# BNR EFILive Tune Sale



## [email protected] (Nov 12, 2011)

BNR EFILive tunes are on sale, $50 off until Tuesday morning! Veterans get another 10% off of that if you contact us first for the needed code. 

Happy Memorial Day!


----------



## Jonnyukon (Aug 20, 2013)

Do u tune the 1.8's?


Sent from AutoGuide.com Free App


----------



## CruzeTech (Mar 23, 2012)

Was wondering when you were going to post this. I didn't wanna step on any toes, and post if for you. But I didn't want anyone to miss out, either. 

Just ordered mine. Can't wait.


----------



## [email protected] (Nov 12, 2011)

Jonnyukon said:


> Do u tune the 1.8's?
> 
> 
> Sent from AutoGuide.com Free App


Not yet EFILive hasn't mapped out all the OSs for the 1.8 yet. Coming soon though, they're working on it.


----------



## illroyale (May 25, 2014)

Is the handheld yours to keep after purchasing the tune?


----------



## [email protected] (Nov 12, 2011)

illroyale said:


> Is the handheld yours to keep after purchasing the tune?



Yup, you get unlimited updates forever too. We never charge a penny after initial purchase.


----------



## CruzeTech (Mar 23, 2012)

How many tunes can we install on it? I'd like to have a wild tune and an e-85 tune. 

I ordered mine the other day, if you'd like to send me both of those, I won't be mad at ya! That way I'll have the basic e-85 tune, already, when you guys get the injectors back in stock.


----------



## hificruzer226 (Mar 27, 2013)

Wanted to bump this up so more can see


----------



## wasney (Mar 3, 2015)

I wish I had the cash I would order it.  Dang.


----------



## hificruzer226 (Mar 27, 2013)

wasney said:


> I wish I had the cash I would order it.  Dang.

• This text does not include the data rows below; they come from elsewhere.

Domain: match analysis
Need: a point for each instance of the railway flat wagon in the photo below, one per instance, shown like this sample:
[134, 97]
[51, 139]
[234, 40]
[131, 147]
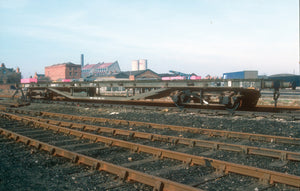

same boat here:shipwrecked:


----------



## CruzeTech (Mar 23, 2012)

Can't wait. Mine shipped the day before yesterday. Hopefully, I'll see it today.


----------



## illroyale (May 25, 2014)

Write a review when you get it if you get a chance!!



CruzeTech said:


> Can't wait. Mine shipped the day before yesterday. Hopefully, I'll see it today.


----------



## RDB (Apr 27, 2015)

Hey I know I'm in the wrong place for this. But I got set of 18x9 for the front and 19x10 for the back...bolt pattern on the rims are 5x110, anyone know the best place for adapters? Also live I'm T.O canada. Thanks.....now for the tune, besides plugin it in and tuning it, do other components under the hood need to be changed? I got 2015 cruze 1.4t with zzp intake/eibach springs so far that's it...going to install zzp mid nd down pipe soon....should I do up my exhaust first then tune or I can tune with the stock cats and everything then install do nd mp ..or would it have problems besides the cats code throwing off. Thanks


----------



## [email protected] (Nov 12, 2011)

If you get a BNR tune you can tune now and install the parts later and just get a free update after. There's not really any specific tuning required and I could shut the CELs off before you get the parts so you dont have to do anything after you get them installed.


----------



## Cruzin' 6th Gear (Mar 12, 2014)

What is the purpose of the tunes sold counter on BNR?


----------



## [email protected] (Nov 12, 2011)

There is a group buy going on, but we will honor all sold, even if its only one.


----------